Review: The Magnetic Monster

The Magnetic Monster (1953)

To meet this challenge to our existence,  a new agency has been formed: OSI; the Office of Scientific Investigation.  The operatives of OSI are called A-Men.  A-Men; sounds like the final word of a prayer.

Or the set up for a very rude joke.

Top OSI agent Dr Jeffrey Stewart is called in to investigate an appliance store where everything has suddenly become magnetised.  Discovering that their is also a strong trace of radiation, the OSI team soon discovers that the source of the trouble is a new element that periodically generates powerful blasts of magnetic force as well as doubling in size every 11 hours. Tracking down the element, they learn that it can only be contained and destroyed by incredible amounts of electricity.  With only one place in the world capable of delivering the massive charge, only one chance to do so before it grows too big to control, the clock ticking and the fate of world resting on his shoulders, Dr Stewart has his work cut out for him.

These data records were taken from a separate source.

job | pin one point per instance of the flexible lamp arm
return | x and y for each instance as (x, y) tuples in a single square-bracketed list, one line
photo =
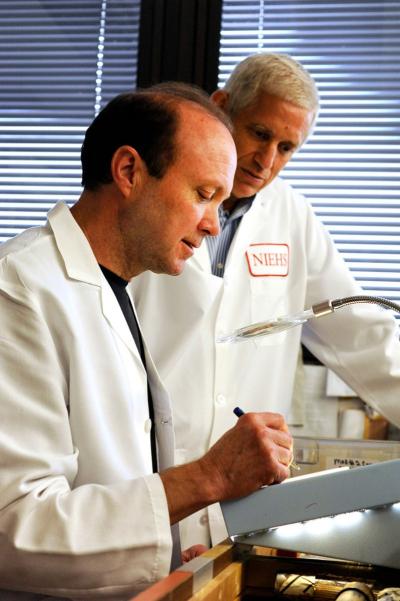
[(287, 322)]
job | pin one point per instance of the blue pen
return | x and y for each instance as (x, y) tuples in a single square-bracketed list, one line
[(239, 412)]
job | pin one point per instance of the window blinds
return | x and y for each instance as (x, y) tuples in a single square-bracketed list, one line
[(350, 167), (60, 61)]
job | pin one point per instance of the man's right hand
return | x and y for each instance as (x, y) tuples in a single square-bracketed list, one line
[(255, 452)]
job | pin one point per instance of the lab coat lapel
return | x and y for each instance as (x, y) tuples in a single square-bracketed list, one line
[(81, 264), (201, 258), (244, 235)]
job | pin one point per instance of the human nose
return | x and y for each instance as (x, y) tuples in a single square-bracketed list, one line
[(265, 156), (210, 221)]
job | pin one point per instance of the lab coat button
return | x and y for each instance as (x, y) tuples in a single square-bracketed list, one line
[(220, 400)]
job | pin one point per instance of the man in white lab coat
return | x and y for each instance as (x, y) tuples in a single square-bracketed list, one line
[(272, 258), (87, 494)]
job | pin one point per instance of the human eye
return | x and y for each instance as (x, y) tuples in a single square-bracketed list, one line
[(286, 148), (205, 195)]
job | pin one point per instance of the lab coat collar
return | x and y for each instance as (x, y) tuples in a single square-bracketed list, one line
[(81, 264), (242, 238)]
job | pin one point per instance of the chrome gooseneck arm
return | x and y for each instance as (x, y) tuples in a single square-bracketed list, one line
[(280, 324)]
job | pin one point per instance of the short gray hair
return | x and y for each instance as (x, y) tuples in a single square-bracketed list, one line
[(276, 74)]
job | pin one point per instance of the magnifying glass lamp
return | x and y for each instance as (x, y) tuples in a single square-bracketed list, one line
[(280, 324)]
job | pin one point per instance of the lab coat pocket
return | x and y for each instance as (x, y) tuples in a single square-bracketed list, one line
[(269, 300)]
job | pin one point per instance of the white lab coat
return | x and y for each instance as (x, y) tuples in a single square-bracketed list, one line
[(182, 317), (81, 514)]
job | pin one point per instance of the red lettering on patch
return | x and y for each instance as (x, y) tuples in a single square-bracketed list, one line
[(268, 259)]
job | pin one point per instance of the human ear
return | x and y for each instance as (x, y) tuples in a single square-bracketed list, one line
[(125, 166), (220, 98)]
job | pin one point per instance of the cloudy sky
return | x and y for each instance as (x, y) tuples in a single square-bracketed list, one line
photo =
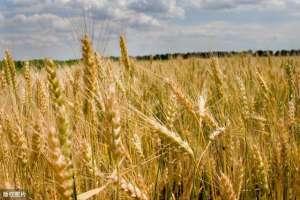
[(52, 28)]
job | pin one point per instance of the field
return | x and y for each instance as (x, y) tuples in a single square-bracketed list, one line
[(219, 128)]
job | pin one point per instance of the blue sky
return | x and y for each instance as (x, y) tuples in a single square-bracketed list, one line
[(52, 28)]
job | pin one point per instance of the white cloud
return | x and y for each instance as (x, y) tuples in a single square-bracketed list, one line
[(232, 4), (152, 25)]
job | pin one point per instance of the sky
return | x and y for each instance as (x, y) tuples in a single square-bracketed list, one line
[(53, 28)]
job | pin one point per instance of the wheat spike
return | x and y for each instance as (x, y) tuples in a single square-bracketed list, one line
[(90, 75), (61, 166), (59, 108), (113, 120)]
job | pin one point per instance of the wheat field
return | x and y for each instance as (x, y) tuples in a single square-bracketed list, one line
[(219, 128)]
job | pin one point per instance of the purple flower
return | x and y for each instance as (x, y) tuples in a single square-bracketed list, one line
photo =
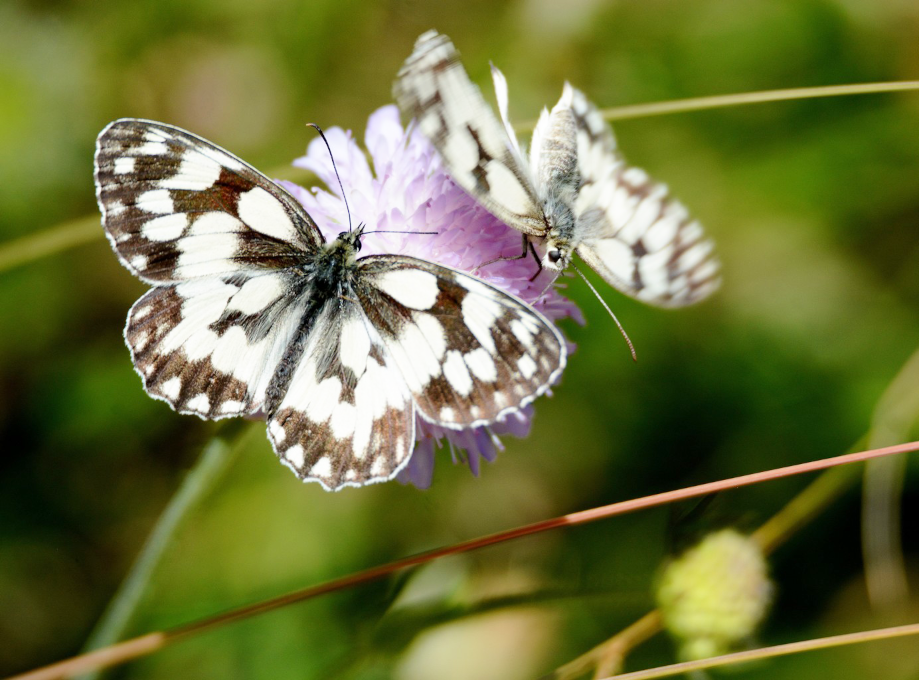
[(407, 189)]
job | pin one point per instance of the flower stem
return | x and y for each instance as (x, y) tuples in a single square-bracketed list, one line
[(146, 644), (772, 652), (212, 463), (726, 100)]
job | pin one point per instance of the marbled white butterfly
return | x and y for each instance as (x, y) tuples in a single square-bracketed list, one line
[(251, 311), (575, 195)]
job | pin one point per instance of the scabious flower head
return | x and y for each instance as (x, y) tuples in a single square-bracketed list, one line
[(405, 188), (715, 594)]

The Magnetic Monster is a science fiction version of the FBI procedural film.  While Stewart is given a home life and pregnant wife to give his character two dimensions instead of one, the real star of the show is the steps taken by the OSI as they hunt for the magnetic killer.  Producer Ivan Tors, as he demonstrates in his other film and television work, is fascinated with the mechanics of science and dressing sets with all manner of apparatus, but what makes this film most interesting is how Tors was able to take stock footage from a German sci fi outing that was banned in the US as Nazi propaganda and build an entirely new feature around it.  This meant moving the climax to Canada to explain why the workers at the atomic plant aren't dressed like Americans as well has having the principal actors kitted out like their German counterparts.  The trick works for the most part, though there are a few confusing set crossings that only make sense because of the need for the plot to match the footage.

Richard Carlson and King Donovan take their parts dead seriously as they try to sell the absurd premise and Connie Stewart as our hero's long-suffering wife makes the most out of a very thin part.

Not the greatest B-movie of all time, but a respectable journeyman effort in making do on a low budget and with stock footage as the feature's tent pole.